One of the exhibition’s most spectacular works is a monumental wall. The title, Relief, is a pun that refers both to the piece’s carved surface and to the experience of emotional release. Like all von Tiesenhausen works, it has a story. For several years, the project dearest to his heart was a community centre in Demmitt built with timber from hundreds of pines, all victims of the pine-beetle epidemic. Recently completed, the beautiful building is a testament to the commitment and physical labour of von Tiesenhausen, his family and his neighbours. As a collaborative project, he says it was a joy to build. But, at the same time, some residents were opposed. Von Tiesenhausen found himself immersed in a bitter political situation that left him frustrated, baffled and emotionally drained. “I needed to remove myself from that being and way of thinking,” he says. “How do I get over the trauma of being criticized on all levels?”

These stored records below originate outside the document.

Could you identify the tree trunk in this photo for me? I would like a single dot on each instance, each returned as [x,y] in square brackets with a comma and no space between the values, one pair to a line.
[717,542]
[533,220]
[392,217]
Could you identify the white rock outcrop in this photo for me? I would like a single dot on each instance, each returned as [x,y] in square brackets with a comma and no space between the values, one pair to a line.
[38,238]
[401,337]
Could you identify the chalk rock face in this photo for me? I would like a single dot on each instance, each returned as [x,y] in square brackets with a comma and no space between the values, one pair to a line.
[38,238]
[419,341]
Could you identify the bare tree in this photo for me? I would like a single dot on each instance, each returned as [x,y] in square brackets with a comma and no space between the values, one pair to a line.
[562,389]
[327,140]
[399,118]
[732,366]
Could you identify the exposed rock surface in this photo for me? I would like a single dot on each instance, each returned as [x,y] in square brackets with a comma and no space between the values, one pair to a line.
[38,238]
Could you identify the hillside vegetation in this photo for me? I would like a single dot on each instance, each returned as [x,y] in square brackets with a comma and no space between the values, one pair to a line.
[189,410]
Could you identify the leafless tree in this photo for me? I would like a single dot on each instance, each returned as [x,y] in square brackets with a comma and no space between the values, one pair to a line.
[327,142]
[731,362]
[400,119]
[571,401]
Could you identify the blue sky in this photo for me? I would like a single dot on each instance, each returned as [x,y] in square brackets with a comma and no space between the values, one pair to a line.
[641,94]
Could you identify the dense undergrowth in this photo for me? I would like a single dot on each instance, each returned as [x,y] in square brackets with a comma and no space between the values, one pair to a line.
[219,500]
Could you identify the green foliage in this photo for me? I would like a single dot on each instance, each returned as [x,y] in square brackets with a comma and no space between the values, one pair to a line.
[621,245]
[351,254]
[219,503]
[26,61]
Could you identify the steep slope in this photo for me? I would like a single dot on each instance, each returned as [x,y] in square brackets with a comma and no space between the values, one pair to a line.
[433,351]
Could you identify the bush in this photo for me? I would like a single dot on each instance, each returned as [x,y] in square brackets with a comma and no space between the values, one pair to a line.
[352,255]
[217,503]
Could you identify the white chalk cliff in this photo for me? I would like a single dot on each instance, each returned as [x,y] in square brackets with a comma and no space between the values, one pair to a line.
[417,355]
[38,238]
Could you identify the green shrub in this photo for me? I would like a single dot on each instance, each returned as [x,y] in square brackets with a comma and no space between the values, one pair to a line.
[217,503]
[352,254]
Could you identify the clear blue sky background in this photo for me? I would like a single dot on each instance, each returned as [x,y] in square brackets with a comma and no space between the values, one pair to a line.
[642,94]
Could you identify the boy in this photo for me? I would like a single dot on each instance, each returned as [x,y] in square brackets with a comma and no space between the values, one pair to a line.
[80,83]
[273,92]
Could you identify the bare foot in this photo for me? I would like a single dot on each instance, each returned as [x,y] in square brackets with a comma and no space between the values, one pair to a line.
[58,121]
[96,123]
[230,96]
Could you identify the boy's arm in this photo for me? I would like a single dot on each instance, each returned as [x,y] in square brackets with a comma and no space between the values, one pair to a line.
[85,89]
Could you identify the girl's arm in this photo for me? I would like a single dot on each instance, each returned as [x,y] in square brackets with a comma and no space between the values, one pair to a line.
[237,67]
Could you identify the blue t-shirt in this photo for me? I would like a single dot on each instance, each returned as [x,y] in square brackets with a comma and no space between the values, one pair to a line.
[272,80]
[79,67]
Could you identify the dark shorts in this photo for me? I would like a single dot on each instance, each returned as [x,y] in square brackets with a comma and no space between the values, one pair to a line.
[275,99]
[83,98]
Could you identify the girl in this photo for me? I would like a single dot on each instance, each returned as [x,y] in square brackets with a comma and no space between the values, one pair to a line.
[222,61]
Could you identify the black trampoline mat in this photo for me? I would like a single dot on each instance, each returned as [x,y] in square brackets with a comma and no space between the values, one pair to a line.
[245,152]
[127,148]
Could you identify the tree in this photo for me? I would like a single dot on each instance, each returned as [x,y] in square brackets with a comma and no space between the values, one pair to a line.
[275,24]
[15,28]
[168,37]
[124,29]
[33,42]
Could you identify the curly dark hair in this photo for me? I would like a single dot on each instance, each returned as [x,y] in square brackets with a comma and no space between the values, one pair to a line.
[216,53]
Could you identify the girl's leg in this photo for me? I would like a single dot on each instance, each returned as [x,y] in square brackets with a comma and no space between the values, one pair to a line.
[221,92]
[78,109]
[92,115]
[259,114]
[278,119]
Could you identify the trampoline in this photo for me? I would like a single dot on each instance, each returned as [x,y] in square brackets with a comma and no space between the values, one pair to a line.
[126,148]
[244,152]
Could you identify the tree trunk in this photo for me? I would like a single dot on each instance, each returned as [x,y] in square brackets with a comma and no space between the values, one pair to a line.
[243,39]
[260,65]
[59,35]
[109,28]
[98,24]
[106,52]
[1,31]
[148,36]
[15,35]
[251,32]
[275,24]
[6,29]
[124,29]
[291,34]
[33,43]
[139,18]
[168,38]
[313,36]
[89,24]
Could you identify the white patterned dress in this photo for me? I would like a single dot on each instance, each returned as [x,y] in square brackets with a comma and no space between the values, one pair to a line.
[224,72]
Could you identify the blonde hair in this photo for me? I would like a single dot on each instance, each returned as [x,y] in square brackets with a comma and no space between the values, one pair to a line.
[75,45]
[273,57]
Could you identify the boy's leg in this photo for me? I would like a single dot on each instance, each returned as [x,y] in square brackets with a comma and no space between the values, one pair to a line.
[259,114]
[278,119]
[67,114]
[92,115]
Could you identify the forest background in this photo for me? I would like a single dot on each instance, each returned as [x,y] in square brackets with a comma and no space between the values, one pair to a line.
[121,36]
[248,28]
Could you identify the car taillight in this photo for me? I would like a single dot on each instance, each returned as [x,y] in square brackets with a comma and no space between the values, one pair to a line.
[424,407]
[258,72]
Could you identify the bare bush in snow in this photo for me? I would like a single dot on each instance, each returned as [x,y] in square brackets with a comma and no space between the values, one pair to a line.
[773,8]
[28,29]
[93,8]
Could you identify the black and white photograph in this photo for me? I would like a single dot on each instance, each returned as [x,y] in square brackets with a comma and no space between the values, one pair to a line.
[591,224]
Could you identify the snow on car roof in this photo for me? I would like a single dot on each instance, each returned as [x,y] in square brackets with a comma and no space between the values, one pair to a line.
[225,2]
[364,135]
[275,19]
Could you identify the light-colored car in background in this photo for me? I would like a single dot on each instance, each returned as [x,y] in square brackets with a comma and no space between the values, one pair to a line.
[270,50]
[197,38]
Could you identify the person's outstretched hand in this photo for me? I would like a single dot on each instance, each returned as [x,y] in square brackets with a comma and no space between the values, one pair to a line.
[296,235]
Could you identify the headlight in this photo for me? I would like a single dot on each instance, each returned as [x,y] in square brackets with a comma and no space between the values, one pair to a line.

He turned to art and a material close at hand. Rotting out in his fields were logs too twisted and knotty to use in the community hall. He assembled them into a massive wall on which he vented his pent-up feelings. “I hacked this mountain image into it with a chainsaw and a broad axe, as if it was a violent meditation,” he says. “It was a wonderful exercise in freeing that torture that we all face in life.” Ironically, the aggression embodied in making the work yields a beautiful and resplendent image outside the bounds of human time. Huge and magnificent, the mountain is calm and meditative. Like von Tiesenhausen’s best work, it lets viewers share a moment of spiritual transcendence, reminding them they are in the presence of a truly visionary artist.
Peter von Tiesenhausen’s exhibition, Experience of the Precisely Sublime, is at the Esker Foundation in Calgary from Jan. 18 to May 4.